After finishing the script, Foley sent it to James Carpinello and Patrick Wilson, his brother-in-law. Both agreed to appear in the film. Foley, who portrays Tom, had not originally intended to star in the film. However, the crew was unable to find someone they believed fit the part better than Foley, and he decided to play the part. The film's cast features a variety of Foley's close friends and family. His wife, Marika Domińczyk, plays Amanda, the wife of Wilson's character, while Wilson's wife Dagmara Domińczyk portrays Stacy, the wife of Donald Faison's character Ward. Additionally, Amy Acker, Carpinello's wife, played Geena, the wife of Foley's character. Foley and Acker's characters have a sex scene in the film, and Carpinello helped to direct those scenes.

Principal photography took place over 12 days. Due to the film's small budget, the crew was limited to "a camera and a tripod", with no access to camera dollies or cranes. As a result, the camera remains static throughout the film, causing Foley and cinematographer Eduardo Barraza to include enough movement in the shots to keep viewers from "getting bored". In order to keep the budget down, the actors were paid the Screen Actors Guild minimum of $100 a day, although several cast members invested their pay back into the film.

== Release ==
In September 2014, Tribeca Film and Well Go USA Entertainment acquired the rights to distribute the film in North American theaters. The film was released to video on demand platforms and iTunes on December 23, 2014, and in a limited release on January 9, 2015. The film was released on Blu-ray Disc and DVD on March 3, 2015. As of 19 February 2016, it has earned $31,371 in home media sales.

=== Critical response ===
Let's Kill Ward's Wife received generally negative reviews. Review aggregator website Rotten Tomatoes reported a 17% approval rating, with an average score of 3.5/10 based on six reviews. On Metacritic, which assigns a normalized rating out of 100 based on reviews from four critics, the film has a score of 21/100, which is considered to be "generally unfavorable" reviews.

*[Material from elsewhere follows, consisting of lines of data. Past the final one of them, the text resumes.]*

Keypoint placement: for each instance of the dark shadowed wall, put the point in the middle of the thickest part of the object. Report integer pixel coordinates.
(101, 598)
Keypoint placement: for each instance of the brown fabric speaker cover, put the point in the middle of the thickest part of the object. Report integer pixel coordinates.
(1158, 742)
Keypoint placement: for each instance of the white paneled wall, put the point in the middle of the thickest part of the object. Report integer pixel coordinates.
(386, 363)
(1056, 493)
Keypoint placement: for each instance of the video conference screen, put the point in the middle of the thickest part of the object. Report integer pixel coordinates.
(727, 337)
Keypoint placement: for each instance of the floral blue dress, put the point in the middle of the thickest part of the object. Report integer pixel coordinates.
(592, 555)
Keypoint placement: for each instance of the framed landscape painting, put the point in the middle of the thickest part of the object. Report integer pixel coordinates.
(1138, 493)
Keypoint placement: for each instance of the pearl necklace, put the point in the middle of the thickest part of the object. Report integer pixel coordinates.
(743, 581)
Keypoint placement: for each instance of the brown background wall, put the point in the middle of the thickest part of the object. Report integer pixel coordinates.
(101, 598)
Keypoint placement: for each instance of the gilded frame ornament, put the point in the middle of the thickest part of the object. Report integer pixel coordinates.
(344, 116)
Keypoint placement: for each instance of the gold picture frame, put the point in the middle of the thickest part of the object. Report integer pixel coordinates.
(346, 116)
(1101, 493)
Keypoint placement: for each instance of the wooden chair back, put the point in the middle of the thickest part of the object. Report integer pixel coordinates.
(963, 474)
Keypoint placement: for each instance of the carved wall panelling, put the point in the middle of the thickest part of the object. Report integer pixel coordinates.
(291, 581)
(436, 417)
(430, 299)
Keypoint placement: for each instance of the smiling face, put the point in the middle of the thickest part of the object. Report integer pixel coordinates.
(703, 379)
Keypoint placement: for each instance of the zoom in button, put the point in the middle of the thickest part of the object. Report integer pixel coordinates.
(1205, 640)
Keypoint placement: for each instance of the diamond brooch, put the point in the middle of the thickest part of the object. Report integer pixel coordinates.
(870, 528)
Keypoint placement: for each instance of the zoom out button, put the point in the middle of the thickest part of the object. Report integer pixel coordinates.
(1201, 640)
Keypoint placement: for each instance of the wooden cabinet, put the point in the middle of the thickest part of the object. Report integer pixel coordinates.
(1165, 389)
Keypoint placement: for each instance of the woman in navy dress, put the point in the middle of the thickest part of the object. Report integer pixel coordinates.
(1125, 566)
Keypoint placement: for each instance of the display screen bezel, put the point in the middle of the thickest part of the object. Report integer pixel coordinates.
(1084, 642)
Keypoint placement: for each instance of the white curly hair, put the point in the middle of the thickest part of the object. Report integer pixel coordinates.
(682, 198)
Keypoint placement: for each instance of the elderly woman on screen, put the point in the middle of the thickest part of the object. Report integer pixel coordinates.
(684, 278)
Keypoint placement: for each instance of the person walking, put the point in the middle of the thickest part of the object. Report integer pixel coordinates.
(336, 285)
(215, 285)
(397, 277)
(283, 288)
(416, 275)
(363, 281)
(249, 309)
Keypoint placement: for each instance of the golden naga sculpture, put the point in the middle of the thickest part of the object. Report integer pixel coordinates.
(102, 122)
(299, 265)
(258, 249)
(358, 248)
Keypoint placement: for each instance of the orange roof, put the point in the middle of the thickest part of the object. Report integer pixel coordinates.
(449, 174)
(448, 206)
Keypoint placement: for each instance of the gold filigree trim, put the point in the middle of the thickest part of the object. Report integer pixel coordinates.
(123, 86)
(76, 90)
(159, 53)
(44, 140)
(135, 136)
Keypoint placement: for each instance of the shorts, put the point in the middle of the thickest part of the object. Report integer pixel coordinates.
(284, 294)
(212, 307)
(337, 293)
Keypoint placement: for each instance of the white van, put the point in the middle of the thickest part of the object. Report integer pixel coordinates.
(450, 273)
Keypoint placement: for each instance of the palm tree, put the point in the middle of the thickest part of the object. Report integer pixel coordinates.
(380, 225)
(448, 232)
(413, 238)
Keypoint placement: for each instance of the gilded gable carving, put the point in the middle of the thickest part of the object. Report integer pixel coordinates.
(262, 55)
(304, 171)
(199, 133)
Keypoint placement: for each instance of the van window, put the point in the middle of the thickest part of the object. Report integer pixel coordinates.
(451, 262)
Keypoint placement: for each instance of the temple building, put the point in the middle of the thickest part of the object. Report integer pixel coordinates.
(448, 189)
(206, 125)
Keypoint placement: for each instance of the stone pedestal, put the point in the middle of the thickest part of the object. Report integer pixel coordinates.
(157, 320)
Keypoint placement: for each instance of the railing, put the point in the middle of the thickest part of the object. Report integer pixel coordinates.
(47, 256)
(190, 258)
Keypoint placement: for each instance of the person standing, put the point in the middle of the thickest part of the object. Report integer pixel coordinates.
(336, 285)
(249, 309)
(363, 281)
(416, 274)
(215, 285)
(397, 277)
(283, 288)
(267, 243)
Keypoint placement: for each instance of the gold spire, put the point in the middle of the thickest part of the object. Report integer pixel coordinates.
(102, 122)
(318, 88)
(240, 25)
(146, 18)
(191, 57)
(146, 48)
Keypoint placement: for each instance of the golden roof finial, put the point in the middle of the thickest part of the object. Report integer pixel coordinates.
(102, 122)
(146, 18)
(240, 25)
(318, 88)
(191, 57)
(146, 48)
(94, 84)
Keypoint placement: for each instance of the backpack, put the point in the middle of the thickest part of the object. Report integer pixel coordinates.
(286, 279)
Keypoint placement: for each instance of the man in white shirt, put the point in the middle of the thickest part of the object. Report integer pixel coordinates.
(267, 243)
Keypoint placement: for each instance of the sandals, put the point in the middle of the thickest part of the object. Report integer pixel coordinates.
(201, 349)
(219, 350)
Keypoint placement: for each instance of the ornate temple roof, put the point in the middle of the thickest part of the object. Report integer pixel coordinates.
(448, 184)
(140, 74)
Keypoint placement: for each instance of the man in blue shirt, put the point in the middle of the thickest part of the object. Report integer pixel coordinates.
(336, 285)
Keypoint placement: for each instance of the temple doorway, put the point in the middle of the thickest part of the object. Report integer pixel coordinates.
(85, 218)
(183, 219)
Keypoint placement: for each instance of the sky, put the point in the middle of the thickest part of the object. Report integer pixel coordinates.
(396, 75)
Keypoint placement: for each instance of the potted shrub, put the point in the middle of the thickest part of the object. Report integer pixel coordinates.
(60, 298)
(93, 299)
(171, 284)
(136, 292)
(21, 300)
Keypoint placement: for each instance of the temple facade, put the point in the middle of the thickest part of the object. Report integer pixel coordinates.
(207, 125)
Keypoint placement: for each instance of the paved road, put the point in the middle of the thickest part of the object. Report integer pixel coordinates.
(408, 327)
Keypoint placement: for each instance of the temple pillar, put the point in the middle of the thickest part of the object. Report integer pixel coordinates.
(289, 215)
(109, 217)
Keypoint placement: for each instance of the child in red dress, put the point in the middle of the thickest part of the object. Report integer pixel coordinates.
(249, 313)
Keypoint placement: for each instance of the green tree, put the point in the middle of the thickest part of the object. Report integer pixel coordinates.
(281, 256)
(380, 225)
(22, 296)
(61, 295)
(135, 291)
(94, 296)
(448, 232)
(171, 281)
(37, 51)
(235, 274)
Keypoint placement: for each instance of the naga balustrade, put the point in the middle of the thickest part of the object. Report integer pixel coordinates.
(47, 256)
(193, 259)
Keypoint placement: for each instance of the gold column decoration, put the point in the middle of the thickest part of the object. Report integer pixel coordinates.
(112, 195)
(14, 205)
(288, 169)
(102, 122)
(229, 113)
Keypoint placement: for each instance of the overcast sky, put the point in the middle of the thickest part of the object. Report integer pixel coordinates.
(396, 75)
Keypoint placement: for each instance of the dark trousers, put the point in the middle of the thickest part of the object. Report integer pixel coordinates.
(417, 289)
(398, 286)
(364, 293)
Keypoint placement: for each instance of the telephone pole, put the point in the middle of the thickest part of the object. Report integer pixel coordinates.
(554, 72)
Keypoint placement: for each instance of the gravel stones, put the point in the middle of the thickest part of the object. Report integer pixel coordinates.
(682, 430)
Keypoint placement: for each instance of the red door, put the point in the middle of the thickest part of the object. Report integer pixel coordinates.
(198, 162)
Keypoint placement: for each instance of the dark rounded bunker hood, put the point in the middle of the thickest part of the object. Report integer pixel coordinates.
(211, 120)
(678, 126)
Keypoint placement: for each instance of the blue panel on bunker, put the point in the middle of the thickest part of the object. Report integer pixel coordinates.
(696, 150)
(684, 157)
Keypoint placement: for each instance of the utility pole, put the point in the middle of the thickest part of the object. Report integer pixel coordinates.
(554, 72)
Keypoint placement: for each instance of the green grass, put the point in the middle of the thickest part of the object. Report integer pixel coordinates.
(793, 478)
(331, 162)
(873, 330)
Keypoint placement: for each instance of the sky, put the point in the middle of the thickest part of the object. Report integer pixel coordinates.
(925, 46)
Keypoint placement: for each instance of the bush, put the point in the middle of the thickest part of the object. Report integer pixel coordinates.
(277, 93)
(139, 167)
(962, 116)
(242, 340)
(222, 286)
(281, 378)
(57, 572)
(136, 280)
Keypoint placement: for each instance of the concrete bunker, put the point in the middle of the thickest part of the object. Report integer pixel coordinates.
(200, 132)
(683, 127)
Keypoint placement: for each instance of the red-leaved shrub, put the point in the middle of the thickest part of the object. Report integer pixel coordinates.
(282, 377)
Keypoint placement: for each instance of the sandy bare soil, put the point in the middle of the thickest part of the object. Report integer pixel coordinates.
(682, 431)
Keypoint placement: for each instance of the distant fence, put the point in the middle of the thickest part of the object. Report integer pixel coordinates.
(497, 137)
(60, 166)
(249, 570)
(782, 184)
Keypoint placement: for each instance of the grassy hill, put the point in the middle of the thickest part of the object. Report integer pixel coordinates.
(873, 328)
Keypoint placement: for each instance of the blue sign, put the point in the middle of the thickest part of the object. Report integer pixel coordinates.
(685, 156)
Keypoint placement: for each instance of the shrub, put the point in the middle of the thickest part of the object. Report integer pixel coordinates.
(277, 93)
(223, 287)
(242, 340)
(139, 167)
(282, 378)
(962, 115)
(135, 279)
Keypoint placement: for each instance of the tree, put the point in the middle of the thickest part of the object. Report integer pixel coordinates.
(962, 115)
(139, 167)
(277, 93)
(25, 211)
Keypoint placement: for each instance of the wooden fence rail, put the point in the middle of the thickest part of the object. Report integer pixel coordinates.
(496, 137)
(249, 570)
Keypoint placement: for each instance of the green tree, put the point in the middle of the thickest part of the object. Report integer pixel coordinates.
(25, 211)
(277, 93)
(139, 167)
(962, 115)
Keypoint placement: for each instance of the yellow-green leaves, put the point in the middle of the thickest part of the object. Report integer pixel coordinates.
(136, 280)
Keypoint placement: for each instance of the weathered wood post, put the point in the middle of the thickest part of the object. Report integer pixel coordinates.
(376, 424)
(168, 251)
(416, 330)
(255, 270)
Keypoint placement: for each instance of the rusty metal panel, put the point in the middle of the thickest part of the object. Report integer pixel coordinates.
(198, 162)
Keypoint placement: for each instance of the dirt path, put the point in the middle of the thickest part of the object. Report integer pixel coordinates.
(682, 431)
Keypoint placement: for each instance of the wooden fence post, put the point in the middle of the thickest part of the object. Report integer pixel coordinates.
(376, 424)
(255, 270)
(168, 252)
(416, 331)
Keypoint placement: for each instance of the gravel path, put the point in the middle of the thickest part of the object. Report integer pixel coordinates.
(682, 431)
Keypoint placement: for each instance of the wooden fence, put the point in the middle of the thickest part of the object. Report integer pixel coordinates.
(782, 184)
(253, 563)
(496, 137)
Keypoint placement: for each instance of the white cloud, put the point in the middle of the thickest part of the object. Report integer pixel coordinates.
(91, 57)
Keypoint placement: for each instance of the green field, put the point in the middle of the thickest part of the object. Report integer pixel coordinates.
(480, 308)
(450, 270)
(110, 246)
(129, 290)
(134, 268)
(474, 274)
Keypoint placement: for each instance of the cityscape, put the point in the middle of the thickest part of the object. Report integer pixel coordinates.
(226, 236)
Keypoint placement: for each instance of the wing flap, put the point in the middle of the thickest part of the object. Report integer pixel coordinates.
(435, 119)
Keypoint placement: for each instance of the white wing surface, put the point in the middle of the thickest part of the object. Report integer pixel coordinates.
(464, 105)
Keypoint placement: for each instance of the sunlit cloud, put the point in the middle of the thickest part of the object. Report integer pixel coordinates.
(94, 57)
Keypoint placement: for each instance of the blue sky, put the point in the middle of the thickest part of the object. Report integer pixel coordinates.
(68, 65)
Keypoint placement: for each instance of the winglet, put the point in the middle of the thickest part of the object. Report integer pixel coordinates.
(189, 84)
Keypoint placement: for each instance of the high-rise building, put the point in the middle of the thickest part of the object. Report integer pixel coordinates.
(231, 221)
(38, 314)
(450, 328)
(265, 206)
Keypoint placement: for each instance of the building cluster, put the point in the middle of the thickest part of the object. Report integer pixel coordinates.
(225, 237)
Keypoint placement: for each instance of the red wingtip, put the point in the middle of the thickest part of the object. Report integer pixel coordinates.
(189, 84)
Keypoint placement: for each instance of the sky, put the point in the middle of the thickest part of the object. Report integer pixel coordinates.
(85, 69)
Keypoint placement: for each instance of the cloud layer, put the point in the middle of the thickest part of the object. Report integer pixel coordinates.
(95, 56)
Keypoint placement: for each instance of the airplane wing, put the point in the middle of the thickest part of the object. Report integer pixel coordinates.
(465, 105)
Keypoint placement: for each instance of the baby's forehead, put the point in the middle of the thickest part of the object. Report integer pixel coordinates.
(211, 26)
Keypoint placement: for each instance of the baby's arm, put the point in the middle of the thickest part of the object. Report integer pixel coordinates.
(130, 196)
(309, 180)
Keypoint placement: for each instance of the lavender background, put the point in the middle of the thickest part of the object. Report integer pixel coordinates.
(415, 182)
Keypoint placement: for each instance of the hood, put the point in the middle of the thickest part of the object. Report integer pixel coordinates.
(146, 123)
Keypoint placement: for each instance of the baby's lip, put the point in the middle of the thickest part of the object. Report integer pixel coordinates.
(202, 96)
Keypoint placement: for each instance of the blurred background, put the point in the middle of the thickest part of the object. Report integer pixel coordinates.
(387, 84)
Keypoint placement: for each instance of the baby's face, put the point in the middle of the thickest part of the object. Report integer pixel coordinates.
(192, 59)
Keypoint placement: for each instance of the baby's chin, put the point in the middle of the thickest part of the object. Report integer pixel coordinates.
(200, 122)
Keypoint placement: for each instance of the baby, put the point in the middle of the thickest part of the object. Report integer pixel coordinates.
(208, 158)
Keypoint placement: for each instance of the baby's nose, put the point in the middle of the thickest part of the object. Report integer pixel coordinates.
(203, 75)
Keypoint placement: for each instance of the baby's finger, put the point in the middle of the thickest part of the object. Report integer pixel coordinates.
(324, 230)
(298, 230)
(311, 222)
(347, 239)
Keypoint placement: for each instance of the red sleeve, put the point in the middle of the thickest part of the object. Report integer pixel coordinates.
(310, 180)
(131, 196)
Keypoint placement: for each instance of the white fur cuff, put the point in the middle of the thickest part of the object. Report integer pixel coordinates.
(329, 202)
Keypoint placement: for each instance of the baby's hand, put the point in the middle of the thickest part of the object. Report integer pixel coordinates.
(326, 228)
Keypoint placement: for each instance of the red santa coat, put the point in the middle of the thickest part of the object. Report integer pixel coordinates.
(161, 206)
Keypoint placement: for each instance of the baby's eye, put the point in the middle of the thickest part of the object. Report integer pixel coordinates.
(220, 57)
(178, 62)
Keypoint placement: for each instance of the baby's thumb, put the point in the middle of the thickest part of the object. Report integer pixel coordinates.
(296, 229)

Justin Chang of Variety gave the film a negative review, opining that it is "torturously unfunny" and criticized Foley's writing and direction, stating that "Foley hasn't a clue how to make these bougie ciphers interesting, much less how to extract anything funny, tense, shocking, relatable or observant from his banal scenario." Chris Packham of The Village Voice agreed, criticizing the film for being "as vacuous and undeserving of regard as any of its characters". Chuck Bowen of Slant Magazine praised Foley's direction, but stated that "[a]ny pretense of satire collapses by the film's midpoint, however, leaving only the contempt". He further criticized the film's female characters. In a more positive review, Gary Goldstein of the Los Angeles Times praised Wilson's performance, as well as the film's "casual charms and deft timing of its appealing cast". However, he similarly criticized the film's second half, stating that "the film's pacing and narrative structure take a hit — and never quite recover".